A high degree of confidence exists if the quantity is much more likely to be achieved than not, and, as
changes due to increased availability of geoscience (geological, geophysical, and geochemical),
engineering, and economic data are made to estimated ultimate recovery (EUR) with time,
reasonably certain EUR is much more likely to increase or remain constant than to decrease.

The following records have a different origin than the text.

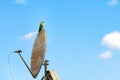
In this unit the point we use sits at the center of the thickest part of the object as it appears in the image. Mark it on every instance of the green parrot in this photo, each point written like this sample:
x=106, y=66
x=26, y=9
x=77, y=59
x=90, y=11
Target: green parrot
x=41, y=26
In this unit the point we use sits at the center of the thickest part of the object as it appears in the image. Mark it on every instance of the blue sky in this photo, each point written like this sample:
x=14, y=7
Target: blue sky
x=83, y=37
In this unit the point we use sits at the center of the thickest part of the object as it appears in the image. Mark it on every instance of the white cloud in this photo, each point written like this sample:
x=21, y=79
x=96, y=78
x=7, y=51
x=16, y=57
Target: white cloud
x=105, y=55
x=113, y=2
x=112, y=40
x=28, y=36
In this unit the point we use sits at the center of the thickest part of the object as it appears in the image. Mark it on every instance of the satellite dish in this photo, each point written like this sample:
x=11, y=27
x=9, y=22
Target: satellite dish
x=38, y=52
x=37, y=57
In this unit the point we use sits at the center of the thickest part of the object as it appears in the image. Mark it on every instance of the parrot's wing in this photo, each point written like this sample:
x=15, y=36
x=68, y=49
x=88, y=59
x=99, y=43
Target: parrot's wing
x=38, y=52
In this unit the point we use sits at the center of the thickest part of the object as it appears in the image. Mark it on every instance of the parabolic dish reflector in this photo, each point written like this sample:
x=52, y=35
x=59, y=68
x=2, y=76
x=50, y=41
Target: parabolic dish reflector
x=38, y=52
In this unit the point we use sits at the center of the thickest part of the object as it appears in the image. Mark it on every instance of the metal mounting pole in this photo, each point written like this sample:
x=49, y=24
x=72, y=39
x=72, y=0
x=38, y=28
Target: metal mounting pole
x=19, y=52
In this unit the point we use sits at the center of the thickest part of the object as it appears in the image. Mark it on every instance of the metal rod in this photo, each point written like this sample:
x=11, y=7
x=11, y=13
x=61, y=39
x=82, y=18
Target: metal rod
x=26, y=65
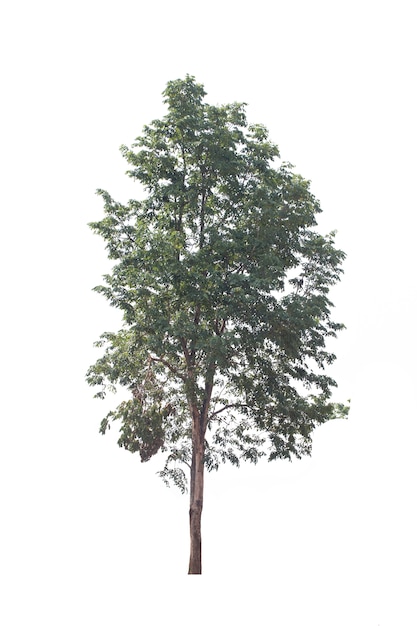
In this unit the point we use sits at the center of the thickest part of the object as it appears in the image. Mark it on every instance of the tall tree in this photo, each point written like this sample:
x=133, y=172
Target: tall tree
x=223, y=283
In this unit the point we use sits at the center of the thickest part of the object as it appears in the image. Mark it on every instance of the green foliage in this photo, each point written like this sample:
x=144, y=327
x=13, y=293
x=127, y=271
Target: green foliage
x=223, y=282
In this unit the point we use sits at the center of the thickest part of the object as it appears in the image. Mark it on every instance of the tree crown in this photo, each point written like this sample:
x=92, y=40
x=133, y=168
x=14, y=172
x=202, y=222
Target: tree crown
x=223, y=282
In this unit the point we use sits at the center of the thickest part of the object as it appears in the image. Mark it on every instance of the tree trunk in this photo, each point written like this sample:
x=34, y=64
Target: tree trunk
x=196, y=499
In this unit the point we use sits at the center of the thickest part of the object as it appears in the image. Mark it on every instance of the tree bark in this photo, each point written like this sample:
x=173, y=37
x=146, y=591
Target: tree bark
x=196, y=497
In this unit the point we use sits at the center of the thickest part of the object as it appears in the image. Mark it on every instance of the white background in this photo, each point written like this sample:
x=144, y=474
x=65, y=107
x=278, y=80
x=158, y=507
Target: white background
x=88, y=534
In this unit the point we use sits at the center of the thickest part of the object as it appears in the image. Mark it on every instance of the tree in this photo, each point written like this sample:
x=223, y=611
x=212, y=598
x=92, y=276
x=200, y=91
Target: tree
x=223, y=282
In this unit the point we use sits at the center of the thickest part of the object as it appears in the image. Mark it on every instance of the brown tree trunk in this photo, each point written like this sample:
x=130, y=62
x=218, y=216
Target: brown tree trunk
x=196, y=498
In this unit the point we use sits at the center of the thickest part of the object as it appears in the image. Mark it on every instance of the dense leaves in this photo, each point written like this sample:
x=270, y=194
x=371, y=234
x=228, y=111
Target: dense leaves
x=223, y=281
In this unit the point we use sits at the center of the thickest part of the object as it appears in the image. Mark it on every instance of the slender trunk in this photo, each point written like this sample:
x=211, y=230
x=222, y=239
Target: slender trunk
x=196, y=499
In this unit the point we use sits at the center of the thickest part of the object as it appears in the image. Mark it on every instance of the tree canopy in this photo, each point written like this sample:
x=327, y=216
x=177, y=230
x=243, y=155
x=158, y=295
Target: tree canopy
x=223, y=281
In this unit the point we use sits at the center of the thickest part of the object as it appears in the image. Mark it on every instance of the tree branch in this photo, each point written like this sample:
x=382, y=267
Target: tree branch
x=167, y=364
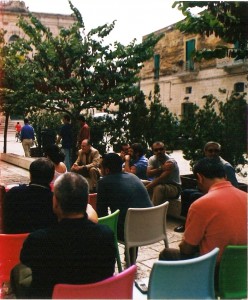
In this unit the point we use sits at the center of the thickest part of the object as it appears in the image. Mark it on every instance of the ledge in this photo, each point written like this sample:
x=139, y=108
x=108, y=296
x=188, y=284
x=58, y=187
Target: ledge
x=17, y=160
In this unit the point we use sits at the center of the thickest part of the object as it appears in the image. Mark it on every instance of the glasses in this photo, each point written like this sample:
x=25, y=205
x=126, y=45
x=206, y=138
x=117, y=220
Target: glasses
x=213, y=150
x=158, y=149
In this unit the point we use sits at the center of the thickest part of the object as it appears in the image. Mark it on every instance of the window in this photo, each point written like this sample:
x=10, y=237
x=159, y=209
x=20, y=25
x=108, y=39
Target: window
x=239, y=87
x=190, y=47
x=187, y=110
x=156, y=66
x=188, y=90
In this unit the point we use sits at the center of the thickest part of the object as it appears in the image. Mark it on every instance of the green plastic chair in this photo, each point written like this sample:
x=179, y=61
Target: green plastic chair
x=184, y=279
x=111, y=221
x=233, y=272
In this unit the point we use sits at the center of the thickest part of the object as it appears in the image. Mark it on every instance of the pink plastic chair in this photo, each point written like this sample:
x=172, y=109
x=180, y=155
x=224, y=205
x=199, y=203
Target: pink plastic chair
x=10, y=248
x=92, y=200
x=119, y=286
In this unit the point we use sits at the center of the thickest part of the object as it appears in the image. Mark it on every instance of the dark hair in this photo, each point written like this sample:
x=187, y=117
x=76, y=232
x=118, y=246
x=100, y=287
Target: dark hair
x=71, y=191
x=67, y=118
x=113, y=162
x=81, y=118
x=138, y=148
x=42, y=171
x=54, y=153
x=210, y=168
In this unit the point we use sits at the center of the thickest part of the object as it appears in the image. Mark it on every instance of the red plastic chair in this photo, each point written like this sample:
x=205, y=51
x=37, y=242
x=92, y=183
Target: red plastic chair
x=119, y=286
x=10, y=248
x=92, y=200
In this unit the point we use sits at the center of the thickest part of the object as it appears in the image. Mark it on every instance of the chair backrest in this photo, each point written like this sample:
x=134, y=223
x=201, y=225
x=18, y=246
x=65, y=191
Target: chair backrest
x=233, y=272
x=184, y=279
x=119, y=286
x=111, y=221
x=144, y=226
x=92, y=198
x=10, y=248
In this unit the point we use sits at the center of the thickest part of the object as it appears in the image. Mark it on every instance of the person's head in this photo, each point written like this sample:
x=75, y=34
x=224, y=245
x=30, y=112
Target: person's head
x=136, y=150
x=111, y=164
x=66, y=119
x=158, y=149
x=85, y=146
x=53, y=152
x=71, y=192
x=212, y=149
x=41, y=171
x=81, y=119
x=207, y=172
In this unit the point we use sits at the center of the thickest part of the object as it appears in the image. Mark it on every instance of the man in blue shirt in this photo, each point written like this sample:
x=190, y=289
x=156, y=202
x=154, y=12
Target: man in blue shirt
x=27, y=137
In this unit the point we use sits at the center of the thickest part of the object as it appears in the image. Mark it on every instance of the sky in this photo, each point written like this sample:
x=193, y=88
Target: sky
x=134, y=18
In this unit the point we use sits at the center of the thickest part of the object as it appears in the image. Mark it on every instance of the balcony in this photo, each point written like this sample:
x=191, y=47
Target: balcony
x=230, y=65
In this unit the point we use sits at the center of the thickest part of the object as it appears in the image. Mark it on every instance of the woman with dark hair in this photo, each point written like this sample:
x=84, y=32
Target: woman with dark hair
x=57, y=157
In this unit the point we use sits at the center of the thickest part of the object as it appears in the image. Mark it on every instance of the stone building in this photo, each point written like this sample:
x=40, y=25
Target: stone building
x=183, y=82
x=11, y=10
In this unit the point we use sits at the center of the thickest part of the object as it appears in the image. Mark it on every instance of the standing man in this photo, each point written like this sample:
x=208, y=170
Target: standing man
x=188, y=196
x=75, y=251
x=87, y=164
x=164, y=169
x=27, y=137
x=66, y=135
x=119, y=190
x=84, y=133
x=135, y=161
x=217, y=219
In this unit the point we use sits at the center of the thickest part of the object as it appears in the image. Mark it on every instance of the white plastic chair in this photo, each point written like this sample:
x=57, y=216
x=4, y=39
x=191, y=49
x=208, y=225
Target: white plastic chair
x=144, y=226
x=184, y=279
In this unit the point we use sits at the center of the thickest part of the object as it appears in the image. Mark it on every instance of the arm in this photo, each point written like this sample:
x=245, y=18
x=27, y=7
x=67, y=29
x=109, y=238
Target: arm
x=166, y=170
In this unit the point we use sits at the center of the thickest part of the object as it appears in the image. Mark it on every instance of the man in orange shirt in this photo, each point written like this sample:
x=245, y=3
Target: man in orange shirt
x=217, y=219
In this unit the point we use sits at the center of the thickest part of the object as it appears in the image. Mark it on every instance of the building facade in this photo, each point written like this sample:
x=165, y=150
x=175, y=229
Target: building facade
x=184, y=82
x=11, y=10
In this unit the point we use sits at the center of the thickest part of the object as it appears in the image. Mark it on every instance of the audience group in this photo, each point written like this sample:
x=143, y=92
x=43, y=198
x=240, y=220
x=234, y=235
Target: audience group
x=66, y=245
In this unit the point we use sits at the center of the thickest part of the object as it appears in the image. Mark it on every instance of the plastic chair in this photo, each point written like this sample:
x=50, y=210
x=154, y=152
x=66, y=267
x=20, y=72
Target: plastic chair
x=111, y=222
x=92, y=200
x=144, y=226
x=184, y=279
x=116, y=287
x=233, y=272
x=10, y=248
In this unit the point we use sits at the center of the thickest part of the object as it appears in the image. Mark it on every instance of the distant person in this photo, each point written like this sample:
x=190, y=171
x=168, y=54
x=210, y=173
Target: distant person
x=166, y=182
x=119, y=190
x=135, y=161
x=18, y=128
x=75, y=251
x=27, y=137
x=217, y=219
x=124, y=150
x=53, y=153
x=88, y=163
x=29, y=207
x=188, y=196
x=84, y=133
x=66, y=136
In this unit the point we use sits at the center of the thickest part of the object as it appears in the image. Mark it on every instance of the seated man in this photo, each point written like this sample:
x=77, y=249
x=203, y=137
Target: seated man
x=188, y=196
x=119, y=190
x=135, y=161
x=29, y=207
x=75, y=251
x=164, y=169
x=217, y=219
x=87, y=164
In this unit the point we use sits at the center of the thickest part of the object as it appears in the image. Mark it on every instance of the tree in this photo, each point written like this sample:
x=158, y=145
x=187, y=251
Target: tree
x=75, y=71
x=226, y=19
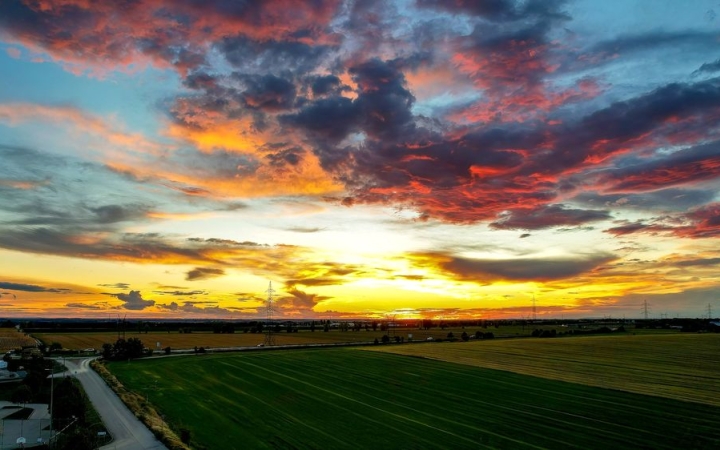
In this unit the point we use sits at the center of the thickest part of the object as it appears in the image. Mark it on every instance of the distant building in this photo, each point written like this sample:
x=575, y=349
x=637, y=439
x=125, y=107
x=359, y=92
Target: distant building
x=10, y=377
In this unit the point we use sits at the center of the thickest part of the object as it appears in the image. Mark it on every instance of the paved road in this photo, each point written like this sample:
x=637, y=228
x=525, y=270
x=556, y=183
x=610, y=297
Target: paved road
x=128, y=431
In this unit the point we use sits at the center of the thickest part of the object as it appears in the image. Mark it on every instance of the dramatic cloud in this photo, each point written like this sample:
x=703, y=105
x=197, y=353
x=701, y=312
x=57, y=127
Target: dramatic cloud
x=31, y=288
x=523, y=269
x=133, y=301
x=546, y=217
x=372, y=152
x=203, y=273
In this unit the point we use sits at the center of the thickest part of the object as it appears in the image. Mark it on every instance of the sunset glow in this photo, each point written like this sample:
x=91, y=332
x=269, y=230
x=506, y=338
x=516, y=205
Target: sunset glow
x=425, y=158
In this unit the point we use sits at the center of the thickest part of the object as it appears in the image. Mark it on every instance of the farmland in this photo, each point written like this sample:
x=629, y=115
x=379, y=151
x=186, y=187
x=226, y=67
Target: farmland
x=348, y=398
x=175, y=340
x=680, y=366
x=11, y=339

(6)    Reliable technology. Reliable technology is a grouping of one or more technologies (including
computational methods) that has been field tested and has been demonstrated to provide
reasonably certain results with consistency and repeatability in the formation being evaluated or in
an analogous formation.












Appendix A
Definitions of Oil and Gas Reserves ‐ Securities and Exchange Commission

(7)    Reserves. Reserves are estimated remaining quantities of oil and gas and related substances
anticipated to be economically producible, as of a given date, by application of development projects
to known accumulations. In addition, there must exist, or there must be a reasonable expectation
that there will exist, the legal right to produce or a revenue interest in the production, installed
means of delivering oil and gas or related substances to market, and all permits and financing
required to implement the project.

Note to paragraph (a)(26): Reserves should not be assigned to adjacent reservoirs isolated by major,
potentially sealing, faults until those reservoirs are penetrated and evaluated as economically
producible. Reserves should not be assigned to areas that are clearly separated from a known
accumulation by a non‐productive reservoir ( i.e. , absence of reservoir, structurally low reservoir, or
negative test results). Such areas may contain prospective resources ( i.e. , potentially recoverable
resources from undiscovered accumulations).

(8)    Undeveloped oil and gas reserves. Undeveloped oil and gas reserves are reserves of any category
that are expected to be recovered from new wells on undrilled acreage, or from existing wells where
a relatively major expenditure is required for recompletion.
(i)    Reserves on undrilled acreage shall be limited to those directly offsetting development
spacing areas that are reasonably certain of production when drilled, unless evidence using
reliable technology exists that establishes reasonable certainty of economic producibility at
greater distances.
(ii) Undrilled locations can be classified as having undeveloped reserves only if a development
plan has been adopted indicating that they are scheduled to be drilled within five years,
unless the specific circumstances, justify a longer time.
(iii) Under no circumstances shall estimates for undeveloped reserves be attributable to any
acreage for which an application of fluid injection or other improved recovery technique is
contemplated, unless such techniques have been proved effective by actual projects in the
same reservoir or an analogous reservoir, as defined in paragraph (a)(2) of this section, or
by other evidence using reliable technology establishing reasonable certainty.